I’ve ridden a bike quite a bit, and I was able to ride down the street in a straight line within a month or so after I got my unicycle. Practicing probably 2-3 hours a week at first.
I started off going up and down the hall, balancing with the walls. Then went down to a local overpass with a bike trail where I could ride a long ways with a handrail on one side.
I’ve been at it since Thanksgiving, just now getting where I can free-mount. Still have trouble with sharp turns, can’t idle, haven’t tried to jump or anything.
The seat is lowered a bit now, but once before we lowered it a bit, and that really messed with me.
By the way, I’m 47 and about 260 lbs, so not your normal beginner unicyclist.
Good luck, whatever you decide.
my friend is learning and i have found some things;
-u gotta get over th fact that you cant do it and say you can
-u gotta have a desire to do it or u wont care that much
And when you fall, try to analyze why.
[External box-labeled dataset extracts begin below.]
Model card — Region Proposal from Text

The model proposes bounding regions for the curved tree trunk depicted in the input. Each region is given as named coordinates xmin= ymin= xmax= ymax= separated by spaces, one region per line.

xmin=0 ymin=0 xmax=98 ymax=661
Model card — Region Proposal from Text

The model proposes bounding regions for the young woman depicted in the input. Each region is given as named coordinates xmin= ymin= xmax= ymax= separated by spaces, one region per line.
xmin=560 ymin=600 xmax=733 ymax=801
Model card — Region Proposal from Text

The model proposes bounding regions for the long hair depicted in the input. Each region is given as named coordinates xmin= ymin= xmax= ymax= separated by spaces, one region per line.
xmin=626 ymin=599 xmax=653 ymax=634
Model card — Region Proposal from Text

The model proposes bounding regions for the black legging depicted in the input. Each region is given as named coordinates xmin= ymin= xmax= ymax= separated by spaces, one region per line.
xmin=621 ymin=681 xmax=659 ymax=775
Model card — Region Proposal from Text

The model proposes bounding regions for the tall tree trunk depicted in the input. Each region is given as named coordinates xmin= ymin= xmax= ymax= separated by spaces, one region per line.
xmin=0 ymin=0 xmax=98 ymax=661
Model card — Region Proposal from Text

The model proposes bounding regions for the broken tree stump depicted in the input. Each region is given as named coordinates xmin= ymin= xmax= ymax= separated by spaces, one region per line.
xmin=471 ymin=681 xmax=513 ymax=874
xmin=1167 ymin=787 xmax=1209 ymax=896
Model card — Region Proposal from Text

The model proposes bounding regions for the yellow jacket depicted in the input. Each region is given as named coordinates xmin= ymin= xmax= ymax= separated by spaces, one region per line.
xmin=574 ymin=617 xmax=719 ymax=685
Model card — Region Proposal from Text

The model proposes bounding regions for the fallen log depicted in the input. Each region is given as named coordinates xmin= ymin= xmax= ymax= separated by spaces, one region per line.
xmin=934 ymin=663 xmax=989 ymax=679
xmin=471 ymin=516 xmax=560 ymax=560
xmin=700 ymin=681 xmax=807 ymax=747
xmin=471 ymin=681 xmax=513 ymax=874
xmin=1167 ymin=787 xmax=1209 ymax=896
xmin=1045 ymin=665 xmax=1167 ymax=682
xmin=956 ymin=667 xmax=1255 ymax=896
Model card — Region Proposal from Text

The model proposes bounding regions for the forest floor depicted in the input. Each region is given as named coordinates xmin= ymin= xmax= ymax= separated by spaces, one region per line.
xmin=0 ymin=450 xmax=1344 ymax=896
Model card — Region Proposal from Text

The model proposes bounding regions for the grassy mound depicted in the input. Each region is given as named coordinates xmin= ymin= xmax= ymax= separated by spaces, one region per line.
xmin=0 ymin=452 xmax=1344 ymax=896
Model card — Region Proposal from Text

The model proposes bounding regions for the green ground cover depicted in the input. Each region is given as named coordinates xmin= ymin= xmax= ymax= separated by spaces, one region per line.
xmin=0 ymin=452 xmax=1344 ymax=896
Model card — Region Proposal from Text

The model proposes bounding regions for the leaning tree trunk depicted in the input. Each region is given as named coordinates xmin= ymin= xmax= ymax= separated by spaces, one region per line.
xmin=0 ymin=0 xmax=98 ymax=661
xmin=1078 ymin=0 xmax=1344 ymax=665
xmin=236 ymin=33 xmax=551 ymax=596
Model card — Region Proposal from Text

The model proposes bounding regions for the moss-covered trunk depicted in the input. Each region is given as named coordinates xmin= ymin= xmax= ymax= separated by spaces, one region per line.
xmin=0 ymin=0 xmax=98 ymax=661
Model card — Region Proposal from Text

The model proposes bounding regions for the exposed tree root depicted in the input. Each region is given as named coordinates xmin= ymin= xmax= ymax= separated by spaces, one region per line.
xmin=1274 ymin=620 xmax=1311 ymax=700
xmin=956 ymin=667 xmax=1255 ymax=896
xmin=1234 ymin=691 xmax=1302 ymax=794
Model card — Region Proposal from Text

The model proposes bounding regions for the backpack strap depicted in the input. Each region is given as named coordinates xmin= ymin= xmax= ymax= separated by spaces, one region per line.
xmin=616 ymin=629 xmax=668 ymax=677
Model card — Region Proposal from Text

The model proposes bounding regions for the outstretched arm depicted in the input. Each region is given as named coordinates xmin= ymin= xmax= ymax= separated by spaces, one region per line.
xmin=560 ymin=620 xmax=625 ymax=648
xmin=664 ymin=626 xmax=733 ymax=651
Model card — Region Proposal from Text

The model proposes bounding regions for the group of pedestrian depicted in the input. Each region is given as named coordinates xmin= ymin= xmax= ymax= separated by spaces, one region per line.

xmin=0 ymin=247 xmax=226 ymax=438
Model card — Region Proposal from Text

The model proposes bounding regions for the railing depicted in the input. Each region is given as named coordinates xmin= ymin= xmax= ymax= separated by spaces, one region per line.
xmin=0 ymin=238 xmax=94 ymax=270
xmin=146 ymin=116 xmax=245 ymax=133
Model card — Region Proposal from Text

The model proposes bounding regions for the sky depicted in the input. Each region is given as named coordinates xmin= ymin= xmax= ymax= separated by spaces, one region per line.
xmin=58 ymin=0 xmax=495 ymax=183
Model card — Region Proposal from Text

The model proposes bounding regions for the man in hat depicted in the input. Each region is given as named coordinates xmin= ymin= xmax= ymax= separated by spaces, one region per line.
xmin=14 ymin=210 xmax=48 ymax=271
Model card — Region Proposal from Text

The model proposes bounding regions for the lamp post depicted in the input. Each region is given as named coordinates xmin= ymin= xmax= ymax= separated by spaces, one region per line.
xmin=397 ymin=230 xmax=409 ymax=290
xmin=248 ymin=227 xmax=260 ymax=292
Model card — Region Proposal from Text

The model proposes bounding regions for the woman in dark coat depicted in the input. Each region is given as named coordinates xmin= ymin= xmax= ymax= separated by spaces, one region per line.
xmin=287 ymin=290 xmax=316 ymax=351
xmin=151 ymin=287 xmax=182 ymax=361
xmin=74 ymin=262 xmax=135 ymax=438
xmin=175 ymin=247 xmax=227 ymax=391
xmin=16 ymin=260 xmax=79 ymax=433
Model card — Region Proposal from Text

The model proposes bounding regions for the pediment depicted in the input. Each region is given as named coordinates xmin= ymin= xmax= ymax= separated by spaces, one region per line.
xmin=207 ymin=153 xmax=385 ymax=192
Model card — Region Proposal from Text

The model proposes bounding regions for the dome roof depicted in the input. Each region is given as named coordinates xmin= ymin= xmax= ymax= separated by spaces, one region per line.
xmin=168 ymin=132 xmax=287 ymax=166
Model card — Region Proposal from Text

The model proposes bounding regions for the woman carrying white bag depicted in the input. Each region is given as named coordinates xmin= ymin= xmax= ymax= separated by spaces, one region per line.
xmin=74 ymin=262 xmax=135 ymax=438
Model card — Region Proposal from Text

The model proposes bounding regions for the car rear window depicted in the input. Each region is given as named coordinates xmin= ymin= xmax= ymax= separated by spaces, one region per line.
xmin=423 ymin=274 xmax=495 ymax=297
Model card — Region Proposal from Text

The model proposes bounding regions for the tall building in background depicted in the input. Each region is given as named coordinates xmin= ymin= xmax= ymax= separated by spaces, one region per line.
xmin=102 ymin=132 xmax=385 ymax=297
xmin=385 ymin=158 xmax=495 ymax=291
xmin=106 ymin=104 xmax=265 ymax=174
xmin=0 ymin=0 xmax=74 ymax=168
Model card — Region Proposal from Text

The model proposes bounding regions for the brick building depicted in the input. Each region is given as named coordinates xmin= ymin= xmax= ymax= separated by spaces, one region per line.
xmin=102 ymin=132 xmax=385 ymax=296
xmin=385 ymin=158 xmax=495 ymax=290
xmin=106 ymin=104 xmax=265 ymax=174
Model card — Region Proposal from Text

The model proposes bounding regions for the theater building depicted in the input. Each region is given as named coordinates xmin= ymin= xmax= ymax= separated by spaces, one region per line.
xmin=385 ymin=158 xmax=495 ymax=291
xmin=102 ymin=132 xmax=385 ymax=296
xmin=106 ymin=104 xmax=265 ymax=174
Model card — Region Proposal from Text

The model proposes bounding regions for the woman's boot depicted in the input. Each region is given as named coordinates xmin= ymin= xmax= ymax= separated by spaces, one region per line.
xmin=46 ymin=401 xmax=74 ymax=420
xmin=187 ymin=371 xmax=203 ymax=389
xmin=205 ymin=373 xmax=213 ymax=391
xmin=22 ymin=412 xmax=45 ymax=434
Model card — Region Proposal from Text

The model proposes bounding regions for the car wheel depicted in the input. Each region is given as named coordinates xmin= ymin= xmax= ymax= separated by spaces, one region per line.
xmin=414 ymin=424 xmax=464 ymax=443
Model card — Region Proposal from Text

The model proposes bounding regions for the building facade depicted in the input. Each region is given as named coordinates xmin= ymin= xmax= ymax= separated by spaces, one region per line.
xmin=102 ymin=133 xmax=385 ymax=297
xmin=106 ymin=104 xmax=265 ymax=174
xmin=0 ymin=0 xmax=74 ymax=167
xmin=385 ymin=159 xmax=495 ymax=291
When I was learning, I always fell backwards (because I though it was more scary to fall forward from my 26". I also tended to save the unicycle when falling, which was easier done when falling backwards. Not recommended behavior when you’re learning).
So I just sat on the unicycle, and leaned forward until I fell. Many times, until I felt comfortable; landed on my feet every time.
Next, I set up a rule: when I fall, I have to fall forward. This forced me to lean more, especially when I was about to stop because I was afraid of falling.
This, plus learning to wobble, was my keys to success. The distance increased, and I could work on reducing the wobble and flapping with arms.
Just an example of what I mean with analyze. My “rule” system works good for me (I had some other rules and goals), but I’m not sure I would recommend it to everyone else. After all, we’re all different.
A handy tool for learning is visualization. I’m sure you’ve heard about it or someone’s already told you. Basically, just visualize yourself mounting the unicycle, try to remember every feeling you feel when doing it for real. Next ride along the rails, as you usually do, in your thoughts. And suddenly let go, and imagine/think of how it feels to be able to ride without support.
Just do this from time to time, for example before you fall asleep.